Eight states have legally required Patient Compensation Funds ("PCFs") funded through a surcharge on physician’s malpractice premium. The PCF pays for any claim amount beyond the statutory amount, thereby limiting an individual physician’s liability in cases of a large suit. The PCF data reflects a physician malpractice premium that is equal to the premium plus the patient compensation fund surcharge.
In three of the eight states participation in the PCF is mandatory and in the remainder participation is voluntary. The premium rates provided by each of the insurance companies in the PCF states were adjusted by the corresponding PCF surcharge to obtain the true costs of malpractice insurance coverage in these states. PCF factors were only applied to premium rates in those states that mandate a PCF contribution.

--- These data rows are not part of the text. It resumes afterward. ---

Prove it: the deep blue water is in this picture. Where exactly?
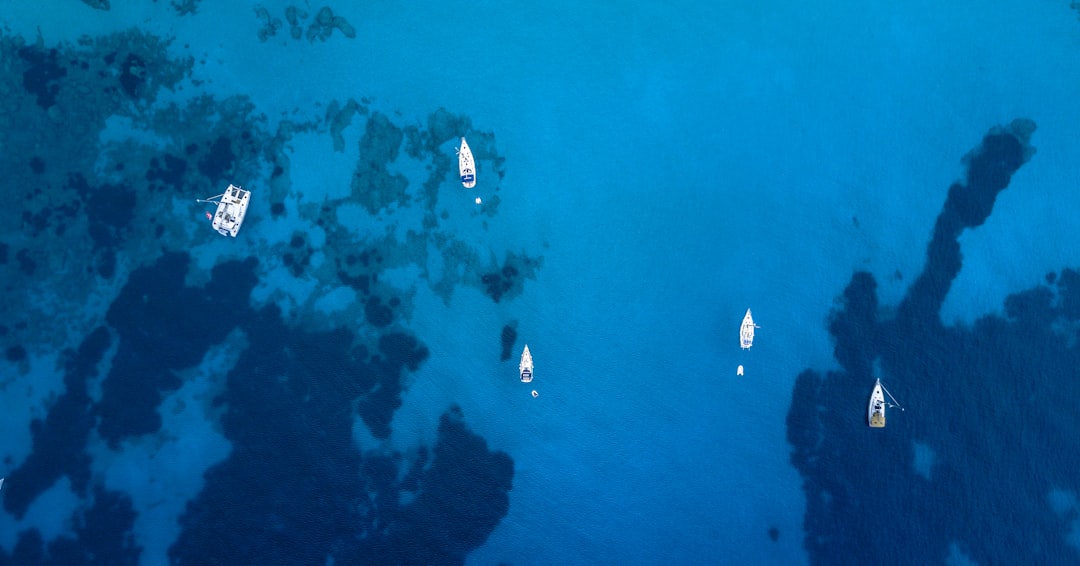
[0,0,1080,565]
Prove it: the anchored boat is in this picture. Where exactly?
[195,184,252,238]
[517,345,532,383]
[866,377,904,429]
[866,379,885,429]
[739,309,760,350]
[458,137,476,189]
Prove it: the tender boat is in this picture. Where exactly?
[197,184,252,238]
[517,345,532,383]
[458,137,476,189]
[739,309,760,350]
[866,378,885,429]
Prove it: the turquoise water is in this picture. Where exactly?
[0,1,1080,564]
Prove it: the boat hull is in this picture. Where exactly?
[517,345,532,383]
[739,309,757,350]
[458,137,476,189]
[866,379,885,429]
[211,185,252,238]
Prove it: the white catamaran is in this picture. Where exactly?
[458,137,476,189]
[739,309,760,350]
[517,345,532,383]
[195,184,252,238]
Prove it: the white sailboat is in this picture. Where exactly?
[195,184,252,238]
[458,137,476,189]
[866,379,885,429]
[866,377,904,429]
[517,345,532,383]
[739,309,760,350]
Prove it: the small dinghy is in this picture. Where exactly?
[195,185,252,238]
[458,137,476,189]
[517,345,532,383]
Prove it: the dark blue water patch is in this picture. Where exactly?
[356,332,430,439]
[499,321,517,362]
[787,121,1080,564]
[364,296,394,328]
[30,156,45,175]
[15,248,38,278]
[360,406,514,564]
[352,112,409,214]
[3,327,112,518]
[170,306,513,564]
[481,254,541,302]
[199,136,237,186]
[0,485,143,566]
[146,153,188,191]
[96,252,256,447]
[3,343,26,363]
[18,46,67,110]
[170,306,427,564]
[120,53,147,98]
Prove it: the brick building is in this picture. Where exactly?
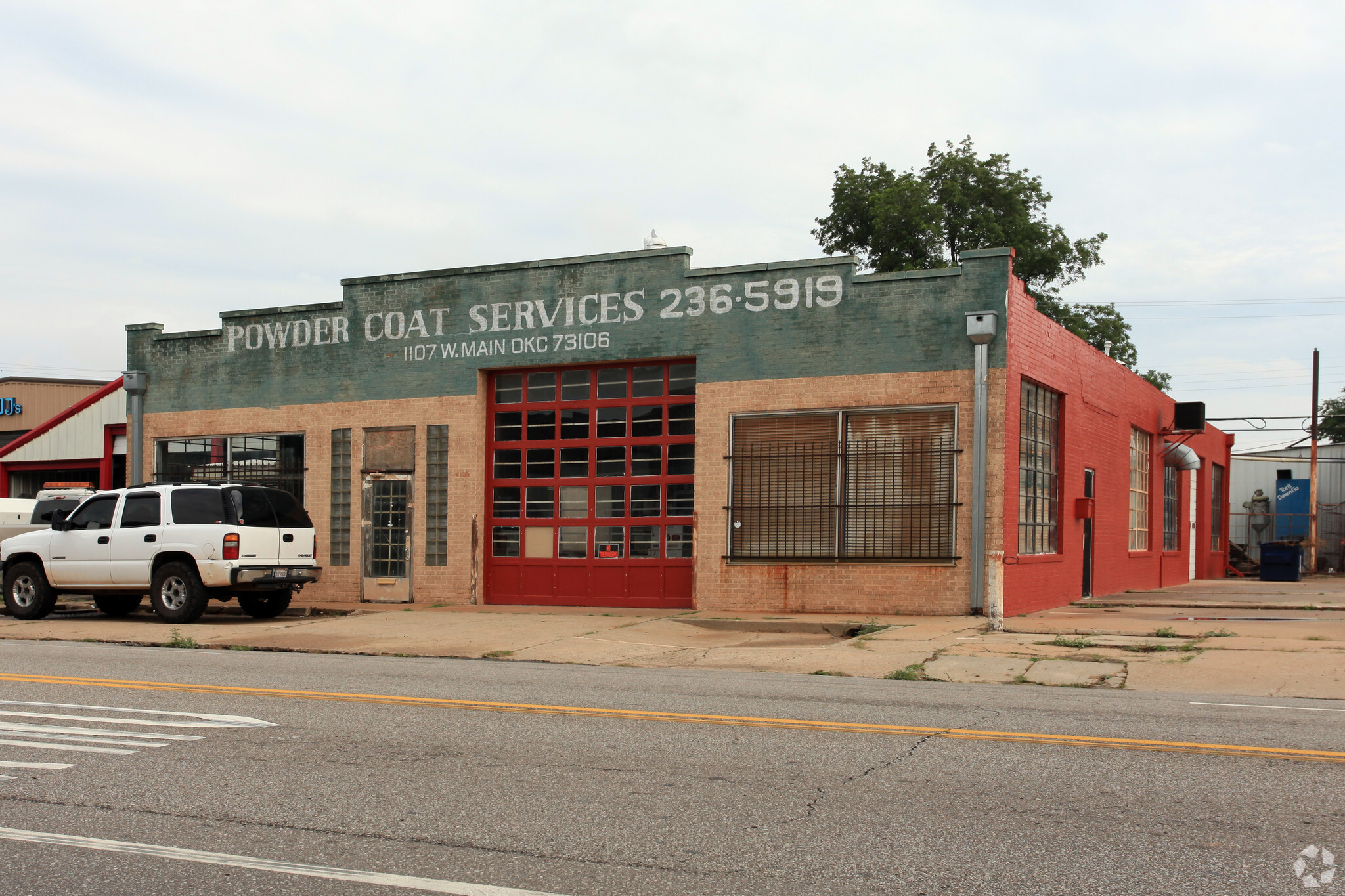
[127,249,1231,614]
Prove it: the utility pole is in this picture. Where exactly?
[1308,348,1321,572]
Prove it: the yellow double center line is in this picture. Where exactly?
[0,673,1345,763]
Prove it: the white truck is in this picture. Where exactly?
[0,484,321,624]
[0,482,93,542]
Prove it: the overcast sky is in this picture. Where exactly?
[0,0,1345,446]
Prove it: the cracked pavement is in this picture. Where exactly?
[0,641,1345,896]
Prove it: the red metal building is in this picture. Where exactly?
[1003,278,1233,615]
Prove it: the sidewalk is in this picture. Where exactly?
[0,578,1345,698]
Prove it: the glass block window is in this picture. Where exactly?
[1130,427,1153,551]
[425,426,448,567]
[327,430,349,567]
[155,433,307,502]
[1018,380,1060,553]
[1209,463,1224,551]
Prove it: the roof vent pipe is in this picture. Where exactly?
[1164,442,1200,470]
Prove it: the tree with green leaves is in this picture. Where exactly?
[1317,389,1345,444]
[812,137,1172,389]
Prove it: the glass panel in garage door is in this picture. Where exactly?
[485,362,695,607]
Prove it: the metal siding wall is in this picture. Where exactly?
[0,380,102,430]
[4,389,127,463]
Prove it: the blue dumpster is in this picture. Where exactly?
[1260,544,1304,582]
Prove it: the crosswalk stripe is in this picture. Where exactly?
[0,761,73,769]
[0,700,276,728]
[0,828,573,896]
[0,721,203,740]
[0,731,168,752]
[0,739,140,756]
[0,710,258,728]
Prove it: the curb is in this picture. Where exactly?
[1069,601,1345,611]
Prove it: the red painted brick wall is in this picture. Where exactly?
[1003,271,1233,615]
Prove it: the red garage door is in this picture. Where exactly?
[485,362,695,607]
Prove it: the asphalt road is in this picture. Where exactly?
[0,641,1345,896]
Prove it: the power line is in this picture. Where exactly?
[1126,312,1345,322]
[1115,295,1345,307]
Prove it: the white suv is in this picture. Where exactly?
[0,484,321,624]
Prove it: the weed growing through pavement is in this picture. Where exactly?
[854,616,891,638]
[1050,634,1097,647]
[164,629,200,647]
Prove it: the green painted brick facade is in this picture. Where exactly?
[127,247,1010,412]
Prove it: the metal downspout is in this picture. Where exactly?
[967,312,998,611]
[121,371,148,488]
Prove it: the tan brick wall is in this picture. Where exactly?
[695,370,1005,614]
[145,365,1005,614]
[144,373,488,603]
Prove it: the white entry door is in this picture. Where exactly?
[361,473,413,603]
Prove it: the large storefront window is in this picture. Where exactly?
[1130,427,1151,551]
[155,434,304,502]
[729,407,958,561]
[1018,380,1060,553]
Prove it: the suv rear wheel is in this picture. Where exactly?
[93,594,141,616]
[149,563,209,624]
[238,588,295,619]
[4,563,56,619]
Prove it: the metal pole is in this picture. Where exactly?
[1308,348,1322,572]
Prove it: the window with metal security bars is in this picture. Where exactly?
[366,480,410,579]
[728,406,959,563]
[425,426,448,567]
[1164,466,1181,551]
[1018,380,1060,553]
[1209,463,1224,551]
[155,434,305,503]
[327,430,351,567]
[1130,427,1153,551]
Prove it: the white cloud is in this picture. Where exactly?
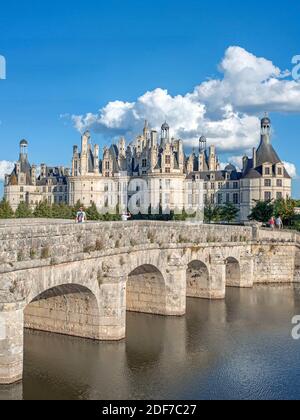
[0,160,14,181]
[283,162,298,179]
[72,46,300,153]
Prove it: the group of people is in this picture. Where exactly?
[269,216,283,230]
[75,207,132,224]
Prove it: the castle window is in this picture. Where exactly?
[265,179,272,188]
[276,179,282,188]
[233,193,239,204]
[265,168,271,176]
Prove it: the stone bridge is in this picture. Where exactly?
[0,220,300,384]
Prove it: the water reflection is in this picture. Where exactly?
[0,286,300,399]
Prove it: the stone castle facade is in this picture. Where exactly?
[5,117,291,221]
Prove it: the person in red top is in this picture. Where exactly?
[269,216,276,229]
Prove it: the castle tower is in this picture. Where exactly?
[199,136,207,154]
[80,131,91,176]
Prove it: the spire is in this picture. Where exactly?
[199,136,207,153]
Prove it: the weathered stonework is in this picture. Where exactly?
[0,220,300,384]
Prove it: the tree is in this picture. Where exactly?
[274,198,296,226]
[15,201,32,219]
[248,200,274,223]
[221,203,240,223]
[33,200,52,219]
[0,198,14,219]
[204,204,222,223]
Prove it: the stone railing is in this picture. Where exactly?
[0,219,253,272]
[257,228,296,243]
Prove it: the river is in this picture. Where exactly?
[0,286,300,400]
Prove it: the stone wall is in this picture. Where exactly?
[24,285,100,339]
[252,243,295,283]
[0,220,252,273]
[0,220,300,383]
[126,266,166,315]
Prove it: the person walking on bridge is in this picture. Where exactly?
[76,207,87,224]
[276,216,283,230]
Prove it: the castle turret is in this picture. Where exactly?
[80,131,91,176]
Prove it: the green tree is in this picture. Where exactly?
[33,200,52,219]
[221,203,240,223]
[204,204,222,223]
[0,198,14,219]
[274,198,296,226]
[248,200,274,223]
[15,201,32,219]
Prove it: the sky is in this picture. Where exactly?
[0,0,300,198]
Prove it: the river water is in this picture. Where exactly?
[0,286,300,400]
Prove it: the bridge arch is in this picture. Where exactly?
[225,257,241,287]
[126,264,167,315]
[186,260,210,298]
[24,283,100,340]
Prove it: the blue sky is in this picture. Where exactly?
[0,0,300,198]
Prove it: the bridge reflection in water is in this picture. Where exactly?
[0,286,300,399]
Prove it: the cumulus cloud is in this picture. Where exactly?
[72,46,300,153]
[0,160,14,181]
[283,162,298,179]
[221,155,298,179]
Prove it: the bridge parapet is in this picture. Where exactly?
[0,220,253,273]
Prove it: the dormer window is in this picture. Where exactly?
[265,179,272,188]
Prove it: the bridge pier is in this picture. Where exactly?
[0,303,24,385]
[239,255,254,288]
[166,254,186,316]
[207,255,226,299]
[99,272,127,341]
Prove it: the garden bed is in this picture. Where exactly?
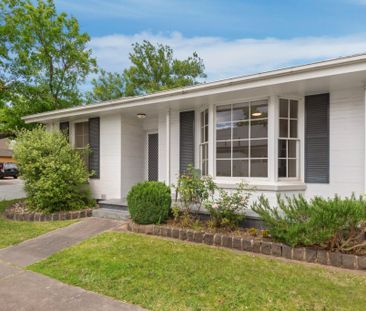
[127,221,366,270]
[4,202,93,221]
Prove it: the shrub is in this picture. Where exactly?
[253,196,366,254]
[127,181,171,224]
[14,126,94,213]
[175,165,217,213]
[205,183,251,229]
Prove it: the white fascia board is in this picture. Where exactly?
[23,54,366,123]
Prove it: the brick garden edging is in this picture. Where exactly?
[127,221,366,270]
[4,208,93,221]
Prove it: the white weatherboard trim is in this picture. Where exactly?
[363,85,366,193]
[23,54,366,123]
[166,109,170,185]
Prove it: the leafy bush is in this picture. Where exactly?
[14,126,94,213]
[127,181,171,224]
[175,165,217,213]
[205,183,251,229]
[253,196,366,254]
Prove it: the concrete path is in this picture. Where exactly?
[0,218,147,311]
[0,218,121,267]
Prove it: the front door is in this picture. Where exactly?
[147,133,159,180]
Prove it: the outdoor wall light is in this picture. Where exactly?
[137,113,146,119]
[252,112,262,117]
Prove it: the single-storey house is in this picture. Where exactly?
[24,54,366,207]
[0,138,15,162]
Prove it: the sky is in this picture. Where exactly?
[55,0,366,81]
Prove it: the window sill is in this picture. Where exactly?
[214,180,306,192]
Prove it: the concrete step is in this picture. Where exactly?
[93,207,130,220]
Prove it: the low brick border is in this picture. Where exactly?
[4,208,93,221]
[127,221,366,270]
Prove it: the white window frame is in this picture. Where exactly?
[212,96,274,183]
[198,106,210,176]
[71,119,90,167]
[275,96,304,181]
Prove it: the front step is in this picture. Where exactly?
[93,199,130,220]
[93,208,130,220]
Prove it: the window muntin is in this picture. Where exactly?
[278,98,299,178]
[74,122,89,165]
[200,109,208,176]
[216,100,268,177]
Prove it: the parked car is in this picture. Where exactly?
[0,162,19,179]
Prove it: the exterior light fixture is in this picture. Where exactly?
[137,113,146,119]
[252,112,262,117]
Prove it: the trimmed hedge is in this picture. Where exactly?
[127,181,172,224]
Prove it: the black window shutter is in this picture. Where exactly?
[60,122,70,140]
[89,118,100,178]
[305,94,329,184]
[179,111,194,173]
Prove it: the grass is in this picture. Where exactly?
[0,200,75,248]
[28,232,366,311]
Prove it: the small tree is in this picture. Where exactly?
[14,126,93,213]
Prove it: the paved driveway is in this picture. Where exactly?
[0,178,25,201]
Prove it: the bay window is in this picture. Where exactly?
[200,109,208,176]
[216,100,268,177]
[278,98,299,178]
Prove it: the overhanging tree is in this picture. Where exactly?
[0,0,96,132]
[87,40,206,102]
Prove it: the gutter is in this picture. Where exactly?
[22,54,366,123]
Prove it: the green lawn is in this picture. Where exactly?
[0,200,75,248]
[29,232,366,311]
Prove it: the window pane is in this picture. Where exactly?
[216,105,231,122]
[288,140,296,158]
[250,139,268,158]
[216,160,231,176]
[250,100,268,119]
[278,139,287,158]
[216,141,231,159]
[278,160,287,177]
[233,103,249,121]
[75,135,84,148]
[250,160,268,177]
[202,144,208,159]
[280,119,288,137]
[233,121,249,139]
[290,120,297,138]
[288,160,296,177]
[250,120,268,138]
[205,109,208,125]
[290,100,297,119]
[233,140,249,158]
[233,160,249,177]
[280,98,288,118]
[216,123,231,140]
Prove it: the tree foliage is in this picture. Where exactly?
[88,40,206,101]
[0,0,96,132]
[86,69,126,103]
[14,126,93,213]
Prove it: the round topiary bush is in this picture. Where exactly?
[127,181,172,224]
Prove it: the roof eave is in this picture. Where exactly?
[22,54,366,123]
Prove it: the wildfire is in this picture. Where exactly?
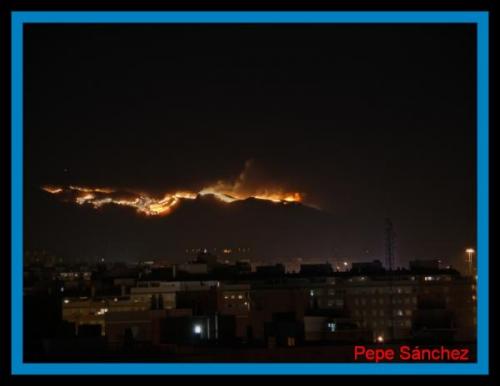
[42,162,303,216]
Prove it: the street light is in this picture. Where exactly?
[465,248,476,275]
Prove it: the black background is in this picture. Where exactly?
[0,1,497,384]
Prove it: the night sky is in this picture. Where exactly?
[24,24,476,265]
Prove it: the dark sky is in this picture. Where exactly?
[25,24,476,264]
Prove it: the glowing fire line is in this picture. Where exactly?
[42,183,302,216]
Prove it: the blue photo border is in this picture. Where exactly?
[11,11,489,375]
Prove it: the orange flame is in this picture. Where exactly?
[42,162,303,216]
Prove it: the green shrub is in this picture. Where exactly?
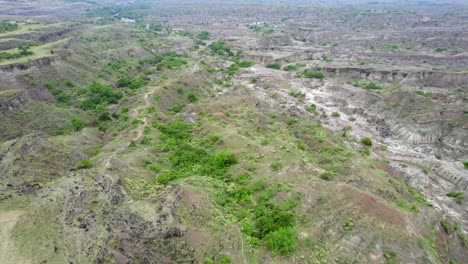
[169,102,185,114]
[283,64,299,71]
[322,55,333,62]
[254,208,295,238]
[0,21,18,33]
[156,170,181,184]
[298,69,325,79]
[361,137,372,147]
[227,63,240,75]
[446,192,464,204]
[212,150,238,169]
[270,162,283,172]
[208,41,234,56]
[415,90,433,97]
[306,104,317,113]
[75,159,93,170]
[146,164,161,173]
[264,227,297,256]
[71,117,86,131]
[169,145,208,169]
[320,171,335,181]
[267,62,281,70]
[197,31,211,40]
[237,60,255,68]
[81,82,123,110]
[440,219,453,234]
[187,92,198,103]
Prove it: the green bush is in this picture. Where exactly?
[237,60,255,68]
[415,90,433,97]
[75,159,93,170]
[169,145,209,169]
[187,93,198,103]
[156,170,181,184]
[264,227,297,256]
[270,162,283,172]
[267,62,281,70]
[361,137,372,147]
[212,150,238,169]
[71,117,86,131]
[254,208,294,238]
[320,171,335,181]
[306,104,317,113]
[446,192,464,204]
[208,41,234,56]
[283,64,299,71]
[297,69,325,79]
[197,31,211,40]
[81,82,123,110]
[0,21,18,33]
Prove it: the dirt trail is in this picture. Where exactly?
[132,88,156,141]
[0,211,30,264]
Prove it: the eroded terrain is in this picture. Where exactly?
[0,0,468,263]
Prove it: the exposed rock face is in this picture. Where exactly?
[0,57,58,73]
[258,35,292,50]
[0,90,29,113]
[314,66,468,88]
[320,83,468,189]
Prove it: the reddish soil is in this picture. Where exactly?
[338,186,409,226]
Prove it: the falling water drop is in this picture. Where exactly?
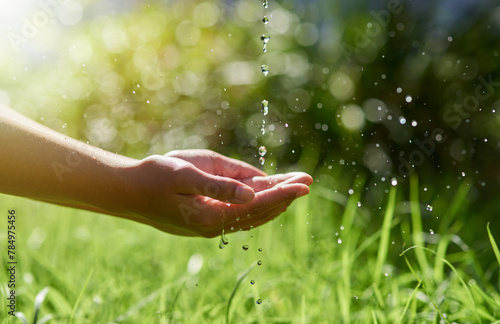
[219,230,229,250]
[262,99,269,116]
[260,64,269,76]
[260,35,271,53]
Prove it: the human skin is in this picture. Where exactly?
[0,104,312,237]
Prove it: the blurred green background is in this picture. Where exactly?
[0,0,500,322]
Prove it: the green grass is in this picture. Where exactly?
[0,177,500,324]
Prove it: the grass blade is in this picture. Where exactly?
[33,287,49,324]
[373,187,396,285]
[226,262,257,324]
[69,269,94,324]
[486,223,500,265]
[410,173,430,273]
[168,284,186,323]
[400,246,481,323]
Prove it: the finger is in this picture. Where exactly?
[218,184,309,224]
[176,167,255,204]
[241,172,312,192]
[165,150,267,179]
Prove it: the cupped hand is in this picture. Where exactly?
[125,150,312,237]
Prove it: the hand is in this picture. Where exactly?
[120,150,312,237]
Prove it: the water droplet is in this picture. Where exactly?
[260,35,271,53]
[260,64,269,76]
[219,230,229,250]
[262,99,269,116]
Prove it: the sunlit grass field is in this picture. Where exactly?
[0,171,500,323]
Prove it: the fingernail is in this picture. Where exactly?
[234,186,255,203]
[295,188,309,198]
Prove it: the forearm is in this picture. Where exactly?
[0,106,134,212]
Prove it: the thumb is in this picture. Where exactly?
[178,169,255,204]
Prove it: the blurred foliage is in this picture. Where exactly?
[0,0,500,256]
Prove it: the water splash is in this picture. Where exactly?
[219,230,229,250]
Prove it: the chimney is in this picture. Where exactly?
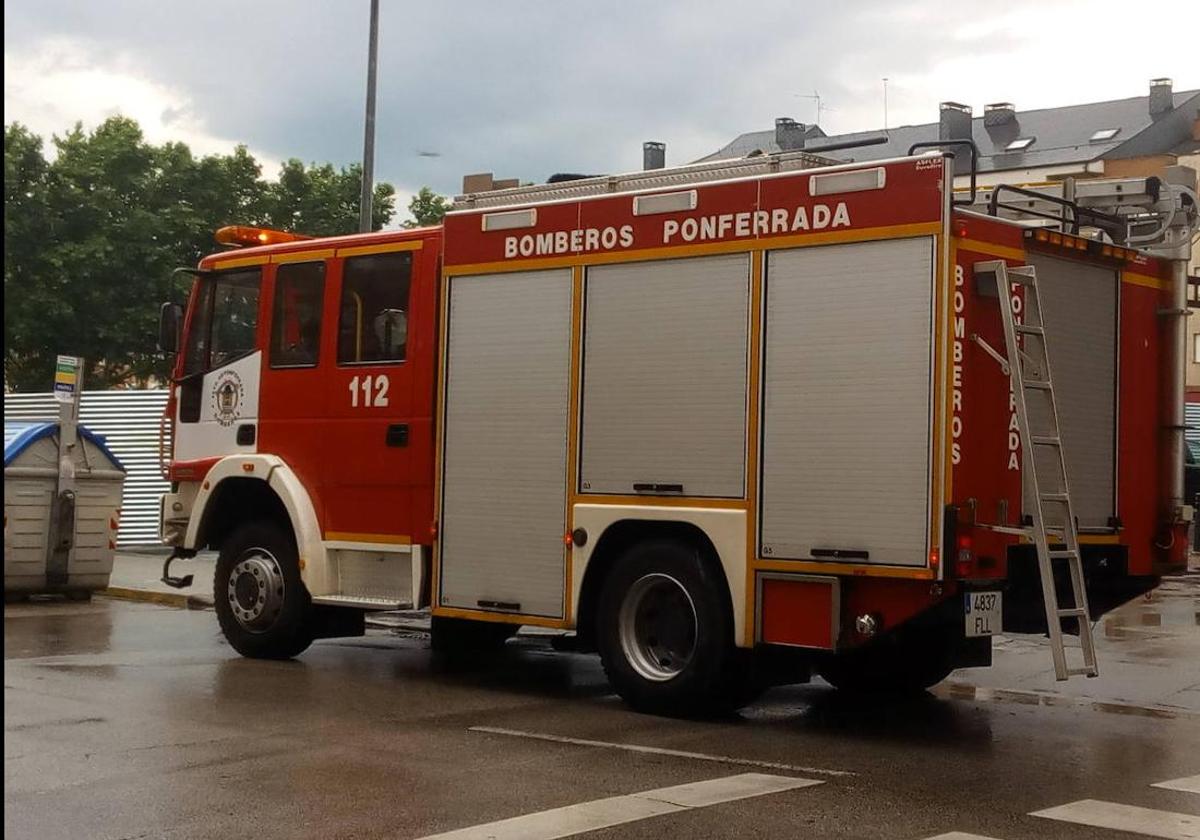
[642,140,667,172]
[775,116,804,151]
[983,102,1016,128]
[462,172,494,196]
[1150,79,1175,116]
[937,102,971,140]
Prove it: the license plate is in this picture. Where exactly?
[962,592,1002,638]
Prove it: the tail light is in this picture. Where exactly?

Joint Underwriting Associations ("JUAs") were created by some legislatures during the withdrawal from the market (thereby decreasing availability) of many commercial carriers during the 1970s. JUAs are typically state government administered risk pooling insurance arrangements that provide professional liability insurance to health care providers. In some states, JUAs also maintain additional premium contingency assessments, retroactively assessing policyholders in the face of deficits. Historically, JUAs carry the bulk of the physician malpractice insurance market share in a state or the JUA potentially is the insurer of last resort. JUA premiums can be lower than other state insurance company premiums since a JUA can pass the surcharge to purchasers of other lines of insurance. However, there are two circumstances when JUA premiums can be higher than commercial insurers. First, JUAs are heavily regulated and may not have the flexibility to move with the market forces. Second, because the JUA must accept all applicants regardless of litigation history, the JUA may have to charge higher premiums.
Allied was able to obtain information from the twelve states known to have operating JUAs. None of the four states in which physicians are insured primarily through JUAs (Massachusetts, New Hampshire, Rhode Island, and South Carolina) had assessed retroactive premium adjustments. Only one JUA had assessed their policyholders a retroactive premium adjustment. This JUA, Minnesota Medical Malpractice, assessed $1.2 million in 1993. No assessment was levied in 1994 or 1995. However, the market share of this JUA in Minnesota is <1% and, therefore, is not considered a top insurer for this state. Allied did not include this assessment in their data.
The rules Allied applied for adjusting benefit levels, PCFs, JUAs, and other coding/data entry are as follows:
1. If a company/state provides premium rates as occurrence rates and provides claims-made rates conversion factors, use these factors to convert. If no factors are provided, use St. Paul’s conversion factors.
2. If a company/state provides limits of liability other than $1M/$3M, and they provide adjustment factors, use these factors to convert. If no factors are provided use St. Paul’s adjustment factors.
3. In the case of PCF surcharges, if the sum of the surcharge and the required basic limitations do not equal $1M/$3M limits of liability, then use St. Paul’s conversion factor to reach $1M/$3M limits of liability.